I have the following formula, which I believe it's true since it works in Mathematica for all values of $N$ I have tried, but I don't know how to prove it:
$$\sum_{q=0}^{N} {N \choose q}^2 x^{q} = \frac{1}{{2N \choose N}} \sum_{k,l=0}^N \; \sum_{s=0}^{\min(m, \ N-M)} \; \sum_{t=0}^{\min(m, \, N-M)} \\ {N \choose M} {M \choose m-s} {N-M \choose s} {N \choose N-m} {N-m \choose N-M-t} {m \choose t} x^{M-m+s+t} $$
where $m=\min(k,l)$ and $M=\max(k,l)$, and $x$ can be any complex number. I know one can write the LHS as a Legendre polynomial $ \sum_{q=0}^N { N \choose q }^2 x^q = (1-x)^N P_N \left( \frac{1+x}{1-x} \right)$, and as a Hypergeometric function $ \sum_{q=0}^N { N \choose q }^2 x^q = \, _2F_1 (-N, -N, 1, x)$, but apart from that I don't know how to simplify the RHS. I have tried Egorichev method to transform sums involving binomial coefficients into residual integrals, but didn't get much from there. Any ideas?

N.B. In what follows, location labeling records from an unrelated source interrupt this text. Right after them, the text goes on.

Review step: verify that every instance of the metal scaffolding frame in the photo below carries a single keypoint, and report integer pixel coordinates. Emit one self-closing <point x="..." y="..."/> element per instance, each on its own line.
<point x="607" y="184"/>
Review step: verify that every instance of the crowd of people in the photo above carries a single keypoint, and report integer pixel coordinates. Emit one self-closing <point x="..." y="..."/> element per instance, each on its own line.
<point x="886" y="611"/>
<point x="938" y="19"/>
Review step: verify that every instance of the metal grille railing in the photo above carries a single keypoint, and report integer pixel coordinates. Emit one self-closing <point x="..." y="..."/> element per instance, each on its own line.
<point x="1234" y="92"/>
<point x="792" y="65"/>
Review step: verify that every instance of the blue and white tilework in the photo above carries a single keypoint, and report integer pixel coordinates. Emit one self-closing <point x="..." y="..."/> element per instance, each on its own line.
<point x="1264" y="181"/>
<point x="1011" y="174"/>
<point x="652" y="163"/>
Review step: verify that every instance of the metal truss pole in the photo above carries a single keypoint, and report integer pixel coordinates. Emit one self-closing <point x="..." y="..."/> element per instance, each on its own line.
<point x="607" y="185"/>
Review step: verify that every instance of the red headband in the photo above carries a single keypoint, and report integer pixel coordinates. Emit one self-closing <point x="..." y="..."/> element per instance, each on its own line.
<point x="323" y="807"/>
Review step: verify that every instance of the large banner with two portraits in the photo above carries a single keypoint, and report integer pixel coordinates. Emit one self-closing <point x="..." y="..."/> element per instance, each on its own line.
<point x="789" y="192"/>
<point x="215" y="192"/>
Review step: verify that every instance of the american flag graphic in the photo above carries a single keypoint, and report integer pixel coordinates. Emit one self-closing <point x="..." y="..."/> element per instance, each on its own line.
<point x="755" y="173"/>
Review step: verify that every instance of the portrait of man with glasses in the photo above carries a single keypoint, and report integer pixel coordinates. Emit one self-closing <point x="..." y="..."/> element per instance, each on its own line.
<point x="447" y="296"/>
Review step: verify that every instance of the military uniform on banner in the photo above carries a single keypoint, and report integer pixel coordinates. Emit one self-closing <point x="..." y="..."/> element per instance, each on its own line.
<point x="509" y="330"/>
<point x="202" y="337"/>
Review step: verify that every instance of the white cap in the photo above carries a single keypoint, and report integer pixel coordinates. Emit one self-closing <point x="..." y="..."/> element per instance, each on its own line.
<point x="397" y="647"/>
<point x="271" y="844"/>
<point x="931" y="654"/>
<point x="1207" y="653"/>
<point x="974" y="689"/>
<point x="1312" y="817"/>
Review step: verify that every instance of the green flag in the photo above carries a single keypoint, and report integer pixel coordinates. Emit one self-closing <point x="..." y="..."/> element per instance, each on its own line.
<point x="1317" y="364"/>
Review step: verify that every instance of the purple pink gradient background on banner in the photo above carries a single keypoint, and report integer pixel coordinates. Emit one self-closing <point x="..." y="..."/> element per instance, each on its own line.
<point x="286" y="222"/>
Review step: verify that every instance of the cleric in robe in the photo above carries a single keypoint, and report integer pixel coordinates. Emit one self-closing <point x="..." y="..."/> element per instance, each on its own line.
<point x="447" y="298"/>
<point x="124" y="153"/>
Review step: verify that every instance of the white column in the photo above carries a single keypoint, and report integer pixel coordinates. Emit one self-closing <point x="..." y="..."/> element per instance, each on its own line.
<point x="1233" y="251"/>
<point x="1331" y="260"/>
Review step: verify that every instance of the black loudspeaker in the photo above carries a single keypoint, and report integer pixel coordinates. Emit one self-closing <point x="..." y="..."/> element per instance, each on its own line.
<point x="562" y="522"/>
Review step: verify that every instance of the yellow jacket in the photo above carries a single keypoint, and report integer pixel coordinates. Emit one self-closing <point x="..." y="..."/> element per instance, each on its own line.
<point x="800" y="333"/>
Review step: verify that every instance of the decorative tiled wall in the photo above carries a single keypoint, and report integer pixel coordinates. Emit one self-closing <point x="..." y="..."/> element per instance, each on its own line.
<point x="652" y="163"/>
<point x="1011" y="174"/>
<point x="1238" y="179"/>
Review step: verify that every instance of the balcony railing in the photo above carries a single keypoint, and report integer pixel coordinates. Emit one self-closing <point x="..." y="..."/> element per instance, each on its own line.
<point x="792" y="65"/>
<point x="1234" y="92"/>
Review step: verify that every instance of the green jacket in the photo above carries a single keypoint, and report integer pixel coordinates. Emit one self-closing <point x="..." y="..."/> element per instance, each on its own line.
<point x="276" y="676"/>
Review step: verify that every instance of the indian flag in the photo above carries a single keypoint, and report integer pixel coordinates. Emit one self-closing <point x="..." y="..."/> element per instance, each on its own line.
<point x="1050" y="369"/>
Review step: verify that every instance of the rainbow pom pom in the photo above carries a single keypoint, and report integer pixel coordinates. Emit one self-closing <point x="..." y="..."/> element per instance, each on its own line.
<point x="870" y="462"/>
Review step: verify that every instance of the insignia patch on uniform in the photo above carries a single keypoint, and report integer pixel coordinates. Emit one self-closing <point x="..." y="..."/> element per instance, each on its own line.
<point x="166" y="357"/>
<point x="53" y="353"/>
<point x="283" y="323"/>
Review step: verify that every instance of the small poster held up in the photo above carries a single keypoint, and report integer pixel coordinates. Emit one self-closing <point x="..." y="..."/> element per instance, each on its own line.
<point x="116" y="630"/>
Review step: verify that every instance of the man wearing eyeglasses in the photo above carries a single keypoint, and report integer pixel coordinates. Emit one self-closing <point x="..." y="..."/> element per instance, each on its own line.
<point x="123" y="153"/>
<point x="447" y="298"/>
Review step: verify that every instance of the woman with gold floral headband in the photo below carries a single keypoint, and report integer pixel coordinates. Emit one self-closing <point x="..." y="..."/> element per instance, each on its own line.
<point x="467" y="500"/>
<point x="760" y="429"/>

Edit: I have found yet another way of writing the same quantity:
$$\sum_{q=0}^{N} {N \choose q}^2 x^{q} = \\ = \frac{1}{ {2N \choose N} } \sum_{p,q=0}^N \, \sum_{r=\max(0, \, q+p-N)}^{\min (q, \, p)} \, \sum_{s=\max (0, \, q-p)}^{\min (q, \, N-p)} {N \choose p} {N \choose N-p} {p \choose r} {N-p \choose s} {N-p \choose q-r} {p \choose q-s} x^q $$
This one looks simpler than the previous one, since for instance here $x$ is decoupled from the sums in $s$ and $t$. Again I have tried Egorychev method on the RHS, which allows you to write the sums in $s$ and $t$ as complex contour integrals, and then you can easily choose your limits in the sum to be whatever is more convenient so that you can actually compute the sums in $r$ and $s$. But in exchange you now have four complex contour integrals (one for every summation limit you want to "kill"), so I don't know if this is simpler. I suspect there must be a more general identity relating all three expressions them. Any suggestions?

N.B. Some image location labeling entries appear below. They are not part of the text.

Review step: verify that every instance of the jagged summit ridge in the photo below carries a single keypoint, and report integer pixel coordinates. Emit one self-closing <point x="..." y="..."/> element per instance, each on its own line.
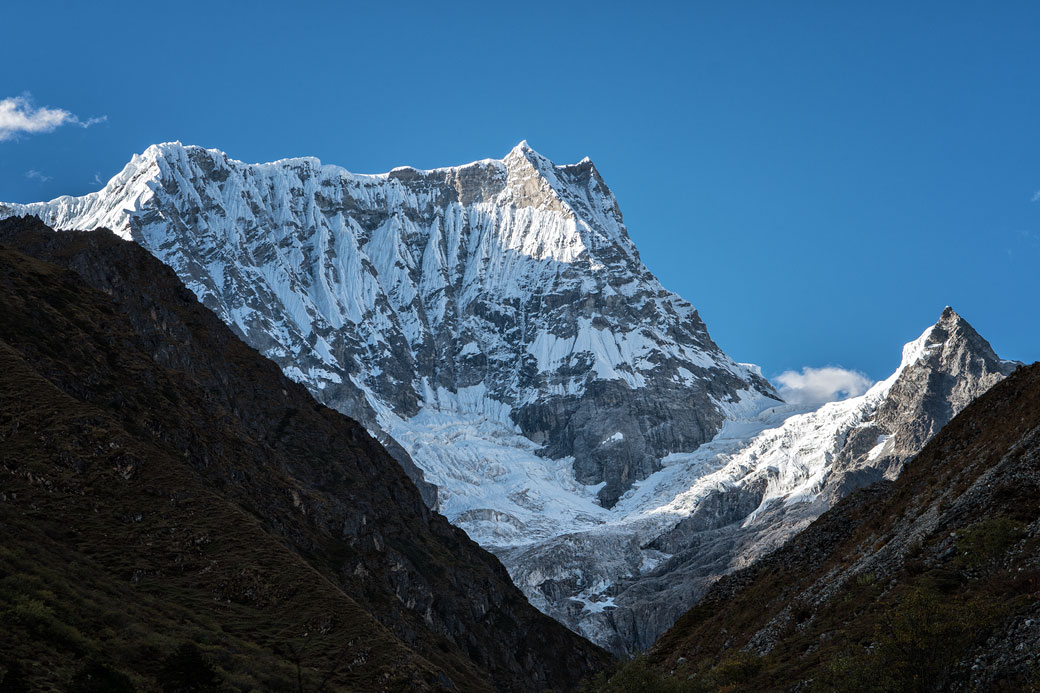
<point x="505" y="290"/>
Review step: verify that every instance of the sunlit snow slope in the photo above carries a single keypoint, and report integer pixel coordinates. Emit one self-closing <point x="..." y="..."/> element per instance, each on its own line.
<point x="495" y="321"/>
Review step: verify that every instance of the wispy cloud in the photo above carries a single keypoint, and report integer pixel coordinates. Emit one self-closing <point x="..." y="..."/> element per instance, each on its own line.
<point x="821" y="385"/>
<point x="32" y="174"/>
<point x="20" y="116"/>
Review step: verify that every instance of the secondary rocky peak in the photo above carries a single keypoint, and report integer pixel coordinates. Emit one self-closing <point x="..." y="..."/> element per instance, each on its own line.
<point x="955" y="365"/>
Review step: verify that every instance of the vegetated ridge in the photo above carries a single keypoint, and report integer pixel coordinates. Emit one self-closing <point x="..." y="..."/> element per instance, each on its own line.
<point x="161" y="483"/>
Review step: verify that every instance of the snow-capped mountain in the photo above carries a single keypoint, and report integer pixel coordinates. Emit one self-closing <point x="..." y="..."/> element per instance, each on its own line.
<point x="504" y="293"/>
<point x="495" y="321"/>
<point x="738" y="497"/>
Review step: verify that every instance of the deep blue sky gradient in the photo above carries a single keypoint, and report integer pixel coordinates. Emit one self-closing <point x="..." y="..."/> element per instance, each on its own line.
<point x="819" y="179"/>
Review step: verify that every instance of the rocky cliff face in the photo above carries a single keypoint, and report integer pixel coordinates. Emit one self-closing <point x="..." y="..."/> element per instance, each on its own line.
<point x="743" y="495"/>
<point x="495" y="319"/>
<point x="505" y="290"/>
<point x="197" y="491"/>
<point x="927" y="583"/>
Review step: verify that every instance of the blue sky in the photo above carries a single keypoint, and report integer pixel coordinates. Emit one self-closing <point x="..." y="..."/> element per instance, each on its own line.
<point x="819" y="179"/>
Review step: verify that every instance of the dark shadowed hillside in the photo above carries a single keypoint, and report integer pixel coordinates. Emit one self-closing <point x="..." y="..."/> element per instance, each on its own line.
<point x="930" y="583"/>
<point x="161" y="483"/>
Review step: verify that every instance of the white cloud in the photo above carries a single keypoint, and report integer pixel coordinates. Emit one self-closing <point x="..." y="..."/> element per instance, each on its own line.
<point x="19" y="114"/>
<point x="32" y="174"/>
<point x="820" y="385"/>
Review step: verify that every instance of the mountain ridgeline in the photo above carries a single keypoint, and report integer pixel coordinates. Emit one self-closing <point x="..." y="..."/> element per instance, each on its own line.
<point x="508" y="288"/>
<point x="929" y="583"/>
<point x="161" y="482"/>
<point x="493" y="327"/>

OK I think I have a partial answer that might help prove the second identity by definition. However, I still don't know how this would apply to the first identity. Moreover, I would still like to understand this in a more general way. Therefore I will leave the bounty open. I am only writing this answer to perhaps help someone else to give a full answer.

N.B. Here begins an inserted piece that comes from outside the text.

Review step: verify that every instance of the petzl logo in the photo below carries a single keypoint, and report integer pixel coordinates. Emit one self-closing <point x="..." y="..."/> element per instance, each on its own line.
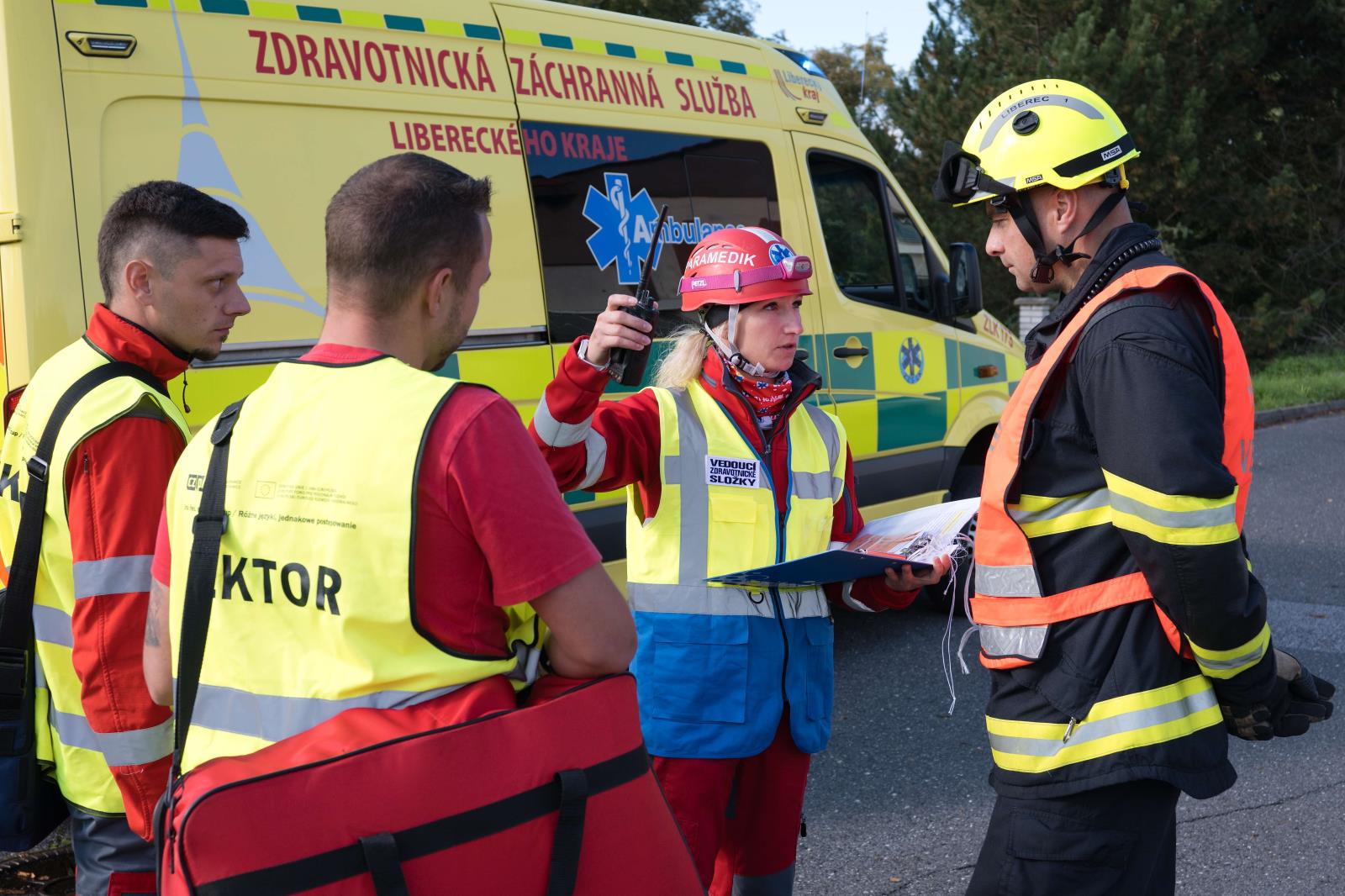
<point x="911" y="358"/>
<point x="625" y="226"/>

Basically the trick is the definition of the Hypergeometric function or, in general, the Generalized hypergeometric function. A sum
$$ \phi = \sum_{n \geq 0} \beta_n z^n$$
is a Generalized hypergeometric function if the fraction $\beta_{n+1}/\beta_n$ is some rational function of $n$. In particular, the above sum is defined to be the Generalized hypergeometric function $_pF_q (a_1, ..., a_p ; \, b_1, ..., b_q ; \, z)$ if the sum coefficients satisfy (up to some overall factor that can be reabsorbed in $z$)
$$\frac{\beta_{n+1}}{\beta_n} = \frac{(a_1+n) ... (a_p+n)}{(b_1+n) ... (b_q + n)(1+n)}$$
where the $a$'s and $b$'s are just the roots of the polynomials on the numerator and the denominator respectively. One can check straightforwardly that the sum
$$\sum_{q=0}^N { N \choose q }^2 x^q$$
gives $\frac{\beta_{q+1}}{\beta_q} = \frac{(-N+q)^2}{(1+q)^2}$. Now for the second sum
$$ \frac{1}{ {2N \choose N} } \sum_{p,q=0}^N \, \sum_{r=\max(0, \, q+p-N)}^{\min (q, \, p)} \, \sum_{s=\max (0, \, q-p)}^{\min (q, \, N-p)} {N \choose p} {N \choose N-p} {p \choose r} {N-p \choose s} {N-p \choose q-r} {p \choose q-s} x^q $$
I don't know exactly how one can compute it, but Mathematica does give me $\frac{\beta_{q+1}}{\beta_q} = \frac{(-N+q)^2}{(1+q)^2}$. So they are both equal to $_2F_1(-N, -N; 1; x)$.
I don't know how one can check this for the first sum since there the exponent of $x$ is not just $q$. Suggestions are welcome.